My prediction is that we will find out tomorrow whether they are or they are not on the agenda for April.
I think you're right. The "glass-half-empty" troll has shown uncharacteristic silence. Correction: "glass-fully-empty" like his brain and his life.
At least the company still exists as an entity. Personally, I think the ultimate deal, the reverse merger, had everything to do with what both pre-existing entities brought to the table. That, yes, means iPlex was part of the equation. The paltry cash position of INSM at that time surely was not the inducement. It was all a matter of waiting out the expiration of the settlement. Unfortunately, it has taken longer than expected to bring that "near term opportunity" (aka Arikayce) to market. There are many bumps along the road, but I still believe we will score on both accounts.

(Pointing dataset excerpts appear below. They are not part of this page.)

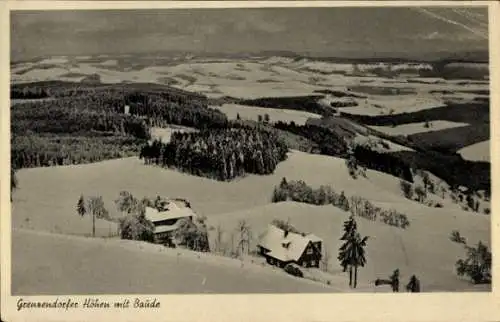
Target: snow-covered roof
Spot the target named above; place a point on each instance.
(288, 248)
(173, 212)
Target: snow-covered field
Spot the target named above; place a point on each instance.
(52, 264)
(47, 197)
(419, 127)
(253, 78)
(44, 206)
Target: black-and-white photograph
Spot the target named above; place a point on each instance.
(250, 150)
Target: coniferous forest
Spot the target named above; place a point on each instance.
(77, 123)
(221, 154)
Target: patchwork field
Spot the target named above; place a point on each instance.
(424, 248)
(419, 127)
(44, 213)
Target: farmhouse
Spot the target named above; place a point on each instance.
(281, 247)
(167, 220)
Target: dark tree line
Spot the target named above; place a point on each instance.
(465, 112)
(161, 111)
(221, 154)
(87, 122)
(28, 93)
(28, 151)
(302, 103)
(64, 116)
(330, 143)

LOL...I see my original post on this subject, which was met with a salvo of accusations of being a fraud, a sissy, kvnmcdd, among other lewd, unmentionable things, has been deleted. At the risk of provoking another spectacular outburst from the self-appointed board guru of chart technical analysis, I will note that so far, the pattern is holding up quite well. Today's swoon took us exactly back down to the neckline of the H&S pattern, which we broke above on April 4. According to stockcharts wbsite, which has a good free tutorial on the subject, this retest is quite common. We also filled a small gap created by the April 6 opening trade by hitting 12.66. I do not purport to be a genius technical expert, but the price action so far seems to fit the well-known and described pattern to a tee. Only time will tell if we continue our upward trajectory to the measured target of 15.97, a clear area of former support where we will probably have more work to do to move upward.
Great work. Another point. The troll always stresses the fact that CF is an exclusionary factor in the current pIII NTM trial. As if that would exclude CF patients with NTM from legal access to Arikayce. Did it ever occur to the dolt that Insmed wanted to see the effect of Arikayce on individuals infected only with MAC without the complications presented by CF? It's a cleaner trial with fewer intervening variables. If it's clear that Arikayce is effective against MAC, absent other complications, then it's pretty clear that Arikayce could be useful against NTM in the CF population, especially since it was proven to be essentially similar to the tobramycin competitors in a pIII Ps CF trial. Hmmmmm.
OK, I'll spell it out for you genius. Left shoulder: 2/26 low= 11.42. Head: 3/17 low= 10.53. Right shoulder 3/29 low= 11.08.
It looks like they did not immediately respond to list of outstanding issues and requested an extension of the clock stop. There is no mention of Amikacin/Arikayce in the March 29-April 1 2016 meeting, so I guess the soonest chance to address the LOI is at the meeting later this month (?). Maybe biowatchdog can chime in.
So, all in all, Arikayce would seem to be a valuable therapy for Ps. aeruginosa in CF. Better compliance with only once a day dosing, sustained improvements in FEV1 %, fewer adverse effects than TIP, and a fallback/alternative for ever increasing resistance of Ps. aeruginosa to tobramycin.
No one noticed that 12.92 was the 50 day moving average. It's only logical that this should be a point of resistance that most technicians watch. We will probably test it several times before breaking through if we are to move higher.